Day 16: Hot Pools and Glow Worms (13/02/2011)


Tokaanu Thermal Springs
















Fearsome Predators at Waitomo Caves















Clare and Tim in Waitomo Caves (Not)!
But it looks a bit like Tim though....
















The New Zealand Department of Conservation (DOC) manage the great outdoors and a jolly fine job they do.

Apart from chlorinating the oceans, trimming the jungles and sweeping up after the rock falls, they also run a more than passable chain of national camp sites that cost about 3 NZ dollars a night to stay in. When the commercial site next door costs 40 NZ dollars it is surprising that they are not more popular. The only explanation can be the sand flies. Miniature to the point of being invisible, they bite you and suck your blood and leave you itching for days on end.

Locking ourselves in the van, we routinely exterminated whole squadrons of 'the little biting bastards' as they affectionately came to be known, each night before we went to sleep and each morning before we donned seat belts and hit the road.

And seat belts are a bit of problem for the Kiwis.

A problem for the government as they keep trying to persuade their citizens to wear them.

A problem for Kiwis themselves, as their pioneer spirit prefers smashing head shaped holes in the windscreen to wearing an unobtrusive, life saving belt strap. But they have a similar attitude to speeding, crash helmets, drink driving and motor insurance.

Amazingly, car insurance is not compulsary and so, unsurprisingly, many drivers opt not to have it. The government attempted to implement a no fault insurance scheme some years ago but it nearly bankrupted the state and was watered down to the point of being totally ineffective. Kiwis are now free to drive their SUV's into ravines. They are also free to pick up the pieces afterwards, but you don't hear people complaining; probably because there are less people per square mile here, than on the Moon.

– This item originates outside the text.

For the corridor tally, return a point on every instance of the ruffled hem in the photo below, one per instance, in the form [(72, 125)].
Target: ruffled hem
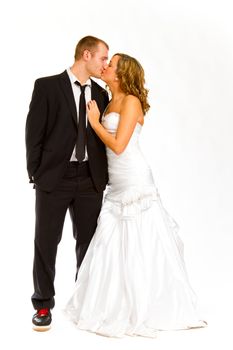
[(119, 329)]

Leaving the DOC camp site at Dicky's Flat we drove through Paeroa, home of  L&P, New Zealand's national drink. The town is littered with 30 foot brown bottles, like thirsty giants drained the last one before leaving. L&P banners hang from every lamp post. They are very proud of it. No one mentions that Coca Cola bought the label a few years ago, but as they and Pepsi Co own most food and drink brands in the southern hemisphere, there are a lot of people in the same boat.

After Paeroa we headed for the Waitomo Caves. Famed for its subteranean rock formations and a large colony of glow worms, I foolishly got very excited about great glow worm video footage. Someone has to!

There is an emotion between annoyance and disappointment which gripped me hard when curtly instructed by the the tour guide that photos were not permitted. This was 20 minutes after shelling out the 90 dollar entry fee, when they conveniently forget to mention this small detail.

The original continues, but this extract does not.